Dans le même ordre d’idée, les changements climatiques peuvent induire des périodes de sécheresses importantes. L’extension de la ceinture désertique en Afrique augmente les trajets à parcourir pour les migrateurs. Or les oiseaux sont « programmés » pour une certaine distance, au-delà de laquelle, faute de « carburant », ils doivent se poser. Des chercheurs allemands ont montré pour certaines espèces comme la fauvette des jardins, que sa diminution était partiellement liée à cette distance à franchir pour rejoindre des zones d’hivernage favorables, aujourd’hui supérieure à celle d’autrefois.
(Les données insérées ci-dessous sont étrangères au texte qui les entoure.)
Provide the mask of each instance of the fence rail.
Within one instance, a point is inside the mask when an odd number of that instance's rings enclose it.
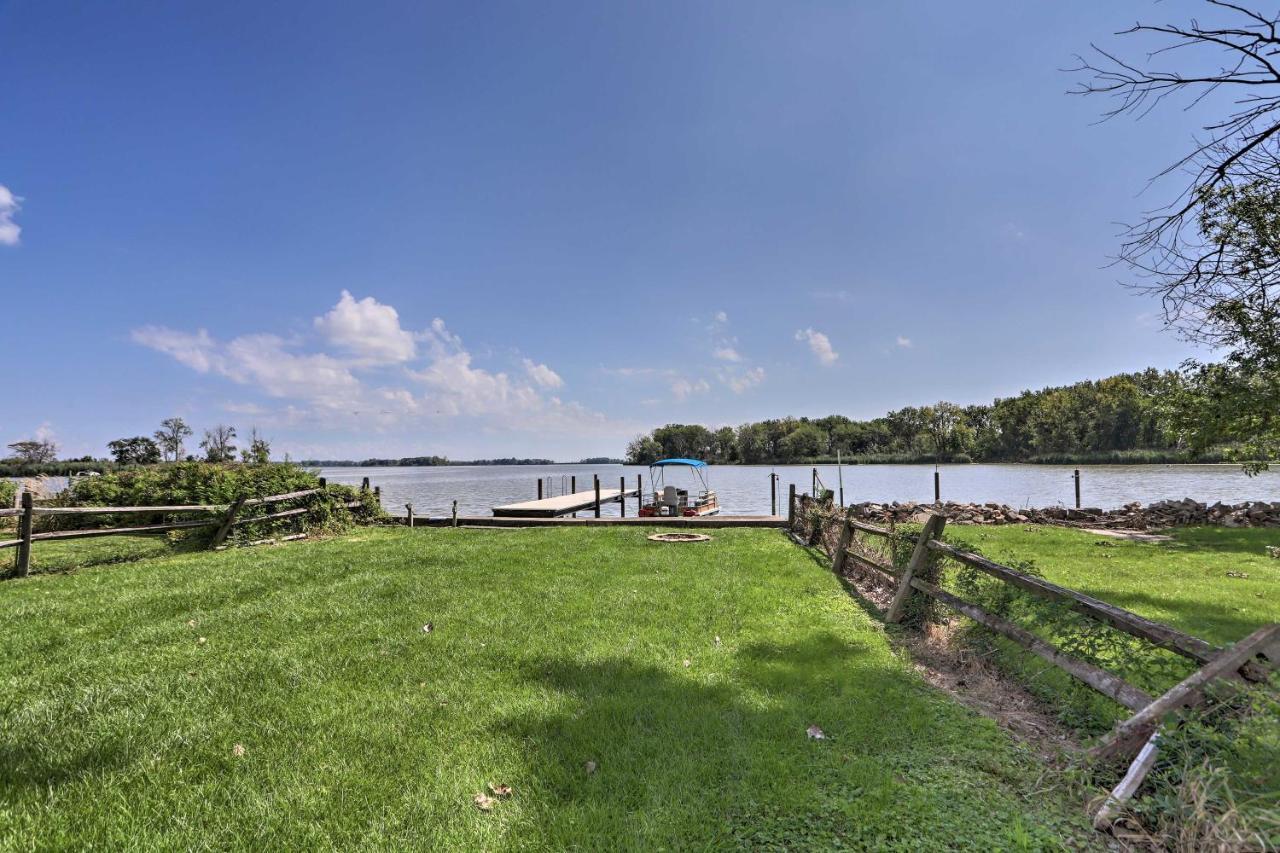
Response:
[[[261,498],[242,497],[230,504],[182,504],[172,506],[84,506],[84,507],[38,507],[34,505],[30,492],[22,495],[22,506],[16,509],[0,510],[0,518],[18,519],[18,537],[0,541],[0,550],[17,548],[18,556],[14,566],[14,574],[25,577],[31,570],[31,546],[36,542],[54,542],[70,539],[88,539],[98,536],[140,536],[155,533],[166,533],[170,530],[193,530],[202,527],[218,528],[213,536],[211,547],[218,548],[235,527],[254,524],[262,521],[276,521],[282,518],[300,517],[311,511],[311,507],[302,506],[292,509],[271,512],[267,515],[240,516],[249,507],[270,506],[285,501],[300,500],[312,495],[323,494],[328,485],[324,478],[320,479],[320,487],[286,492],[281,495],[268,495]],[[361,491],[369,490],[366,478]],[[344,501],[348,509],[362,506],[362,502]],[[80,516],[80,515],[170,515],[175,513],[205,513],[206,519],[189,519],[183,521],[167,521],[155,524],[135,524],[128,527],[92,527],[83,530],[52,530],[45,533],[34,533],[32,522],[36,516]],[[292,538],[292,537],[287,537]],[[264,540],[265,541],[265,540]]]
[[[819,503],[808,495],[797,497],[794,490],[790,500],[791,504],[787,512],[790,528],[795,528],[797,521],[803,523],[808,514],[806,511]],[[838,544],[831,554],[832,569],[843,573],[845,566],[853,562],[880,573],[883,578],[893,583],[894,597],[885,613],[886,622],[900,622],[905,615],[906,603],[913,595],[928,596],[1048,661],[1081,683],[1134,712],[1132,716],[1117,724],[1110,734],[1089,751],[1092,758],[1099,760],[1133,759],[1129,772],[1121,784],[1111,792],[1111,796],[1095,815],[1095,824],[1100,827],[1112,820],[1119,806],[1133,795],[1142,777],[1149,771],[1154,761],[1155,744],[1160,726],[1170,712],[1206,702],[1205,689],[1211,682],[1241,679],[1264,681],[1272,669],[1280,667],[1280,624],[1265,625],[1234,645],[1218,648],[1199,637],[1154,622],[1122,607],[1058,586],[1043,578],[1028,575],[943,542],[941,536],[946,523],[944,516],[931,515],[920,534],[915,537],[911,559],[905,568],[895,571],[893,566],[880,563],[853,550],[854,534],[855,532],[866,533],[890,542],[909,541],[909,538],[894,530],[856,521],[845,513],[839,521]],[[815,525],[821,524],[821,521],[815,522]],[[817,543],[821,538],[821,531],[815,527],[810,534],[809,542]],[[797,537],[797,541],[802,540]],[[1158,697],[1153,697],[1114,673],[1088,661],[1072,657],[1043,637],[919,577],[931,554],[955,560],[1041,598],[1061,602],[1076,613],[1123,631],[1158,648],[1189,658],[1200,664],[1200,667],[1170,690]]]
Par ailleurs, les migrateurs hivernant en Afrique sub-saharienne sont directement touchés par le déficit pluvial qui sévit depuis plus de trois décennies dans les zones sahéliennes et soudaniennes notamment : le CRBPO a ainsi mis en évidence que cela pouvait conduire au déclenchement précoce de la migration (canard pilet et sarcelle d'été, barge à queue noire et combattant).

Au sein d’une même espèce, le calendrier migratoire est également susceptible de varier plus ou moins au cours du temps, en réponse aux modifications climatiques. Cette flexibilité peut s’observer à très court terme : d’une année sur l’autre, on a montré que les hirondelles rustiques avançaient leur date d’arrivée d’1,6-1,8 jours pour 1°C d’augmentation de température (Spark 1999). A plus long terme, on constate que ce glissement du timing migratoire peut se faire simplement sur les individus précurseurs, sur la médiane du passage ou sur les individus retardataires. Par exemple, lors de la migration postnuptiale du pouillot fitis en Allemagne (Fiedler 2003), entre 1972 et 2000, on n’observe aucune différence de timing migratoire à la station de baguage de Mettnau pour les 50% d’individus passant en premier, mais le cap de 80 % et 95 % d’individus capturés survient de plus en plus tard dans la saison entre ces deux dates.